Los episodios, salvo algún gazapo o licencia excusable, pueden seguirse sin dificultades y no se encuentran los esquemas asumidos de lo políticamente correcto ni incurren en la grosería bajuna a que nos tienen acostumbrados las series españolas.
Como es natural se aprovechan los momentos gloriosos y las frases inmortalizadas en la memoria popular. La ultima has sido la emocionante conversión del duque de Gandía al contemplar los restos mortales de la bellísima emperatriz Isabel de Portugal. El recurso es comprensible y resulta lícito emplearlo. Por eso mismo puede echarse en falta que los productores no incluyan las palabras del Emperador Carlos durante el Consistorio del Vaticano en 1536. Aquel día Carlos leyó ante el papa Paulo III las cartas de Francisco I a Barbarroja encontradas durante la toma de la Goleta.
Un escándalo que demostraba la connivencia de aquel rey francés, desleal e indigno donde los haya, con el pirata. Su lectura provoco la vergüenza del cardenal Macon, representante de Francia, el cual le interrumpió con pretexto de no entender nuestro idioma.
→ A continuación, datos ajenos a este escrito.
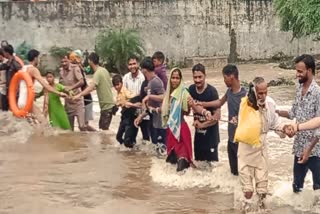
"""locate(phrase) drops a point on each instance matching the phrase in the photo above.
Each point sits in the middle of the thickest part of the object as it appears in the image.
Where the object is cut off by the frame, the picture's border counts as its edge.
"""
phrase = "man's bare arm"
(216, 103)
(283, 113)
(36, 75)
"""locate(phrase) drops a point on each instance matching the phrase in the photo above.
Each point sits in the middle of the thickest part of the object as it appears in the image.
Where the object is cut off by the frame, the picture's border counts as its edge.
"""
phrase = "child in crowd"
(128, 103)
(160, 69)
(53, 106)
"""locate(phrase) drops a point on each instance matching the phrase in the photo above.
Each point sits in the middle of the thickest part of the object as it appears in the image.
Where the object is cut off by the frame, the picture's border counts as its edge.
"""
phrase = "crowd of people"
(157, 105)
La contundente respuesta del Emperador constituye una auténtica joya:
"Señor obispo, entiéndame si quiere, y no espere de mí otras palabras que de mi lengua española, la cual es tan noble que merece ser sabida y entendida por toda la gente cristiana."
Esto dicho por alguien que por haberse criado en los Países Bajos, aprendió el español cuando contaba con 18 años.
Aunque se me tome por suspicaz sospecho que dejar escapar esta “perla” esconde el deseo de no molestar a los nacionalistas catalanes, empeñados en desterrar de sus escuelas un idioma que es también el suyo. Obsesionados en la contemplación de su ombligo, sordos al derrumbe económico de Cataluña, siguen luchando para que sus hijos pierdan un idioma que les permite entenderse con centenares de millones de personas que viven en más de 20 naciones extendidas desde el sur del Rio Grande hasta Punta Arenas, en el fin del mundo. Millones de personas que comparten con nosotros, además de la lengua, la cultura, la religión, la arquitectura y el interés generados por siglos de convivencia. No se preguntan que pasara en el futuro de la siguiente generación ni cómo podrían comunicarse con un vasco o con un gallego si continúan adelante con su cerrazón de miras.
Tampoco comprenden que el nacionalismo debería aspirar a que su gente tuviese más y no a que tengan menos, perdiendo aquello que ya poseen.
No ven en fin, que el camino conduce derecho a un suicido cultural.